Yin Yoga: Ein Weg zu tiefer Entspannung

Yoga, das unter die Haut geht: Beim Yin Yoga werden Positionen bis zu 5 Minuten lang gehalten und so auf das tiefe Bindegewebe in deinem Körper eingewirkt. Ein wesentlicher Aspekt ist dabei die Balance von Yin und Yang.

Yin Yoga

Während unser Alltag sehr schnell und aktiv (= Yang) ist, ist Yin-Yoga der ideale Ausgleich, um nach einem turbulenten Tag zu entspannen. Zudem stellt dieser Yogastil eine perfekte Ergänzung zur aktiveren Yang-Yogapraxis dar, wo du stärker deine Muskeln beanspruchst. Beim Yin Yoga darfst du vollkommen passiv sein und loslassen. Tauche ein in die Vorzüge der Langsamkeit und in die Stille des Yin!

Was ist Yin Yoga
Ursprung & Geschichte
Yin und Yang – das unzertrennliche Paar
Meridiane & Chi im Yin Yoga
Typische Yin Yoga Asanas
Buchtipps & DVDs
Yin Yoga mit Helga Baumgartner
Restoratives Yoga – der Unterschied zum Yin Yoga

(1) Was ist Yin Yoga?

Hatha Yoga bezieht sich auf die Kräfte von Sonne (ha) und Mond (tha). In der taoistischen Tradition, wo die Wurzeln von Yin Yoga liegen, spricht man von Yin und Yang. Auch in unserem Körper wirken diese Kräfte. Yin-Yoga soll helfen, diese Aspekte in eine gesunde Balance zu bringen.

Yin Yoga

Der Yin-betonte Teil der Yogapraxis ist daher langsam, achtsam und ruhig, während der Yang-orientierte Yoga in erster Linie dynamisch, aktiv und kräftigend ist. Die Urform unseres modernen Yoga ist jedoch in den sanften Dehnungen und dem langen Verweilen in den Asanas, der bewussten Selbstwahrnehmung und dem freien Fluss des Atems zu finden.

So übt man Yin Yoga

Die Yin-Positionen werden 3 bis 5 Minuten lang gehalten. In dieser Zeit heißt es „nichts tun“, sich ganz in der Haltung hingeben und loslassen. Dieser sanfte Weg hat eine große Wirkung auf deinen Körper:

  • Yin-Yoga wirkt wie eine Akupunktursitzung – nur ohne Nadeln. Durch das lange Halten der Yin-Yoga-Haltungen werden verschiedene Meridiane angesprochen und mögliche Blockaden gelöst. Das Meridiansystem scheint mit der tiefsten Schicht des Bindegewebes verbunden zu sei, sodass der Fluss der Lebensenergie positiv beeinflusst wird.
  • Im Gegensatz zu einer Yang orientierten Yoga-Praxis, wo wir vor allem unsere Muskeln spielen lassen, werden beim Yin-Yoga tiefer liegende Körperschichten wie Faszien, Bänder, Sehnen und Gelenke angesprochen.
  • Yin Yoga hilft alte Denkmuster loszulassen und ein gesundes Vertrauen ins Leben zu entwickeln. Beim Yin Yoga wird die Stille in dir lebendig und Gegensätze ausgeglichen.

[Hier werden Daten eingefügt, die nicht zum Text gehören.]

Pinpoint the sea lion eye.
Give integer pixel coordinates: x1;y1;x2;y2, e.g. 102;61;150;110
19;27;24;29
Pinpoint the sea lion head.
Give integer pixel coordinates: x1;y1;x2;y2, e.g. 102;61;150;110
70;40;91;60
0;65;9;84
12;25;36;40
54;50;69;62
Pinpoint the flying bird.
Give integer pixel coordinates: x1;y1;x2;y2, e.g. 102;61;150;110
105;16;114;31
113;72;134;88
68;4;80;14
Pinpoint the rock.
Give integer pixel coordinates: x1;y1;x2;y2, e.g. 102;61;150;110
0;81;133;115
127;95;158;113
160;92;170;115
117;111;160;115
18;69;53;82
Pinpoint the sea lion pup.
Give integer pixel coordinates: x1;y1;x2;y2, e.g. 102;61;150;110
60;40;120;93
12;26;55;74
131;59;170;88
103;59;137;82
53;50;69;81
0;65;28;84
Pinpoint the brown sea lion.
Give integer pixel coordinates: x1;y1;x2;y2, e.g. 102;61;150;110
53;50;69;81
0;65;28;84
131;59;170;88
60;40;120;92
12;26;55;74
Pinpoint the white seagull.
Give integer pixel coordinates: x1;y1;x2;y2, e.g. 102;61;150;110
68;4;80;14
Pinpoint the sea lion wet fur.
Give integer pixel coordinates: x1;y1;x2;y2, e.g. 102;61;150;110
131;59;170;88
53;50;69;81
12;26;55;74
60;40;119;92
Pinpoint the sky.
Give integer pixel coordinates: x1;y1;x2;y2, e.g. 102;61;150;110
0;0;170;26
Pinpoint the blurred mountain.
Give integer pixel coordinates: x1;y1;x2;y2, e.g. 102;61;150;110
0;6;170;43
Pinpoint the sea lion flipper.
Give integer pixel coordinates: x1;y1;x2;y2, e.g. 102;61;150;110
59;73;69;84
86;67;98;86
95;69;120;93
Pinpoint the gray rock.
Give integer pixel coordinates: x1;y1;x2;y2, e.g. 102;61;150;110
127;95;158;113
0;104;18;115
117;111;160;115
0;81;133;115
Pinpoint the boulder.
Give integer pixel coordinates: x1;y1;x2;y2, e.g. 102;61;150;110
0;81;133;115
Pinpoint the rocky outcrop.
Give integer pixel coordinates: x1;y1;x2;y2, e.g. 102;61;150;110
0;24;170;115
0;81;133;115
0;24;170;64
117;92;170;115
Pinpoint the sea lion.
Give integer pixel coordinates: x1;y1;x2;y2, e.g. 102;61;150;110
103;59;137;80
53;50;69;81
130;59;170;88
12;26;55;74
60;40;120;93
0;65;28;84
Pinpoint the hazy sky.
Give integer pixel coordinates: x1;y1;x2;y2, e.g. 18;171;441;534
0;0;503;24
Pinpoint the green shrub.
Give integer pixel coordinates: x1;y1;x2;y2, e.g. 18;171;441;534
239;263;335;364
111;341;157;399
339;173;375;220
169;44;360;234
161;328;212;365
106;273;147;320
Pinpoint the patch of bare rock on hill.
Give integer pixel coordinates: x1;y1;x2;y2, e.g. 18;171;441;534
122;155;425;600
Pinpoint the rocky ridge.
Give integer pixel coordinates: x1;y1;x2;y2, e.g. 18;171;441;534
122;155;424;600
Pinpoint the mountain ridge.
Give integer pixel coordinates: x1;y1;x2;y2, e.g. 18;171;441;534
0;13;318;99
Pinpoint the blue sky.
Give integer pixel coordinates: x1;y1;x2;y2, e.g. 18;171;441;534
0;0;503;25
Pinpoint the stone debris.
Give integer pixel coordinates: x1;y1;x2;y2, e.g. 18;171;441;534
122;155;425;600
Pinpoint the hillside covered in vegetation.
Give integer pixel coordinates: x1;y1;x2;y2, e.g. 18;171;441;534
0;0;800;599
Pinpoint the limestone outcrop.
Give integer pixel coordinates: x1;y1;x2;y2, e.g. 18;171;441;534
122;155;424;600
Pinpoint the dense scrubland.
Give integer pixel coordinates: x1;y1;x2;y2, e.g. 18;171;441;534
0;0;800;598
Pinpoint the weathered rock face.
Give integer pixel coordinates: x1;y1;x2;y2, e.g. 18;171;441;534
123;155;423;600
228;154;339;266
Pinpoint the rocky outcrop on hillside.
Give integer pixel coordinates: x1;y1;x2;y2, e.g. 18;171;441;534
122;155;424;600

Vielleicht ist Yin-Yoga sogar die Mutter des Hatha-Yoga? Schon in der Hatha-Yoga-Pradipika (HYP) – einer der bekanntesten klassischen Yoga Schriften – werden einige Yin-Haltungen beschrieben, um den Körper auf die Meditation vorzubereiten. Doch schon in den alten Schriften weiß man um die perfekte Balance von Yin und Yang, und so widmet sich die zweite Hälfte der HYP kraftvolleren Yang-Haltungen wie dem Unterarmstand.

(2) Ursprung & Geschichte: Vom Taoistischem Yoga zum Yin Yoga

Obwohl Yin-Yoga vermutlich schon seit vielen Jahrhunderten existiert, gibt es doch eine Art Geschichte des „modernen Yin-Yoga“. Sie beginnt in einem Automechaniker-Schuppen in Montana, wo Pauli Zink nicht nur Autos reparierte, sondern auch Taoistisches Yoga unterrichtete. Paulie Zink wurde schon von klein auf in der asiatischen Kampfkunst unterrichtet und sein Meister Cho Chat Ling ernannte ihn schließlich zu seinem Nachfolger.

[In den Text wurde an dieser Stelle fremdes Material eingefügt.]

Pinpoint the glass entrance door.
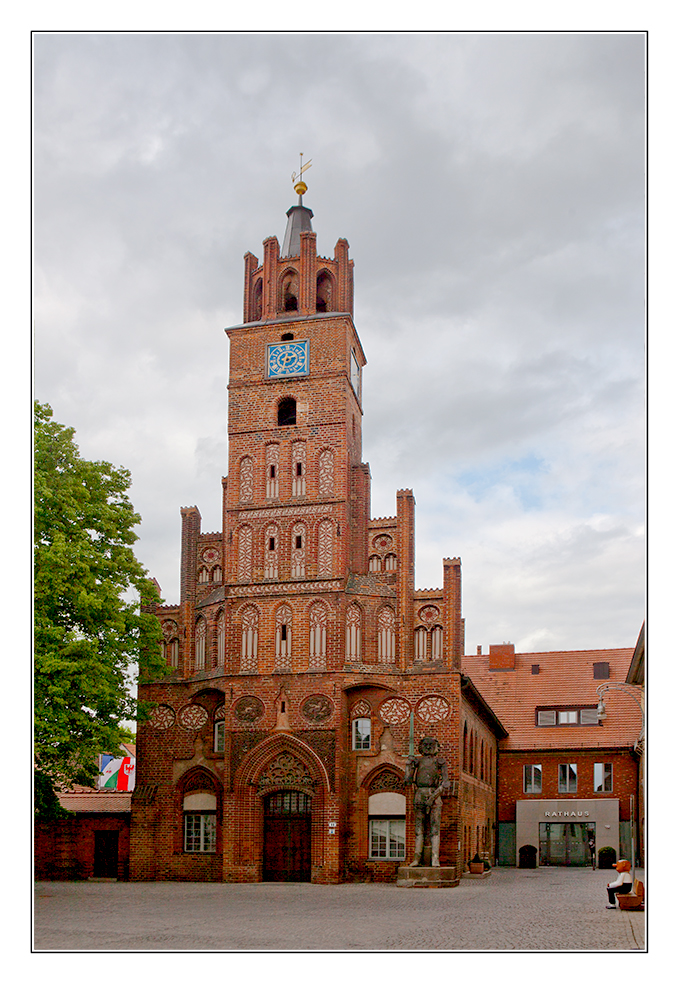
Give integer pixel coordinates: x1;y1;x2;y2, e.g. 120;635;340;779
540;823;595;867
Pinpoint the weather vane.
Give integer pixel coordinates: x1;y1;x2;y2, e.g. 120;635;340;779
292;152;311;199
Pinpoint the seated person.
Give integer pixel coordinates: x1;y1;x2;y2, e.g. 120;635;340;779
606;861;632;909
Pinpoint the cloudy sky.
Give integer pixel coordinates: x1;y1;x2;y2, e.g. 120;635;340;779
33;33;646;652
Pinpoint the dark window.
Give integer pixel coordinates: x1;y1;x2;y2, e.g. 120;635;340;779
278;396;297;427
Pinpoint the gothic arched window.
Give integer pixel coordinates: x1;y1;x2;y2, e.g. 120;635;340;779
276;605;292;670
309;601;328;670
264;444;280;499
316;270;333;311
345;602;363;663
238;526;252;581
431;625;443;659
217;608;226;666
415;625;427;659
264;523;280;580
318;519;335;577
377;605;396;663
196;615;207;670
240;605;259;673
290;523;306;580
278;396;297;427
239;455;255;502
318;448;335;495
290;442;306;495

Paulies Zinks Yoga stieß auf Anklang: Die lange gehaltenen Positionen, das Einfließen der fünf Elemente und der Yin- und Yang Elemente muss einen bestimmten Zauber auf die Menschen ausgeübt haben. So auch auf Paul Grilley, der 1987 einen TV-Bericht über den äußert flexiblen Kampfsportler sah und mit ihm Kontakt aufnahm.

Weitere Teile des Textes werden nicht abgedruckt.